Pero hay una vuelta de tuerca más para la que probablemente sí se requiere una intervención directa sobre el terreno. Me refiero al control, altamente conveniente, sobre esa subespecie del periodismo que nutre el género de la opinión, de tanto peso en España, esto es, sobre los perpetradores del cúmulo de editoriales, columnas de Prensa y tertulias radiofónicas que se abaten a diario sobre nuestra sufrida población, que los absorbe con tan singular como desconcertante entusiasmo. La creación de una red de complicidades que invite a los periodistas de ese género a suscribir los puntos de vista más convenientes para los intereses estadounidenses tiene que ser, sin duda, un objetivo de las antenas de la CIA en España.

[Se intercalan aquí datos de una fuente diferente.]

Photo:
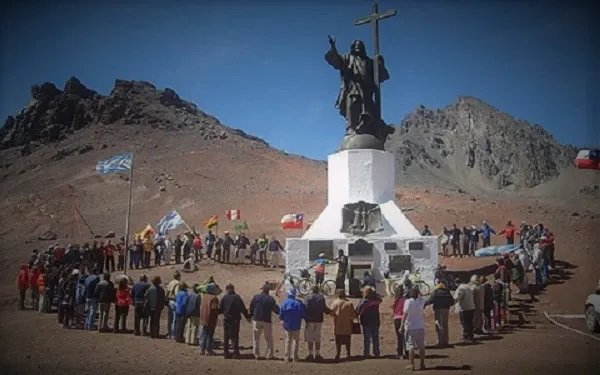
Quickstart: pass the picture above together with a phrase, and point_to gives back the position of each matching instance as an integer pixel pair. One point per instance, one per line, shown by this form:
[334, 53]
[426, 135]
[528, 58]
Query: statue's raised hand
[331, 41]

Y doy por hecho que lo están persiguiendo con la máxima tenacidad, habida cuenta, sobre todo, del  prejuicio antiamericano que se le presupone, no sé con cuanto fundamento, a una parte considerable de la opinión pública española.

No puedo probarlo por la vía positiva, como ya antes decía, pero lo infiero sin mucha dificultad por la vía negativa, a través de la simple constatación de lo complicado que resulta no sostener esos puntos de vista cuando se trabaja en la España actual para un gran medio de comunicación. Este humilde servidor de ustedes podría darles abundante cuenta de ello, si no fuera porque no está aquí para contarles su vida.

 

Termino. No sin antes disculparme ante la autora y ante la editorial por lo muy interesada que ha sido mi lectura de este libro. Mucho me temo que haberlo reconocido desde el comienzo no me exculpe demasiado. Permítanme que trate de compensarlo, así sea sólo en parte, diciendo que, aparte de para presuponer cómo trabaja la CIA con los medios de comunicación de la España de hoy, este libro es fundamental para saber cómo trabajó esa agencia en el mundo de los intelectuales y artistas en la época de la guerra fría.

Yo le estoy muy agradecido a Frances Stonor Sauders por haberse tomado el inmenso trabajo de averiguarlo. Y de contárnoslo.

Puedo asegurarles que, si se deciden a leer el libro, compartirán mi agradecimiento.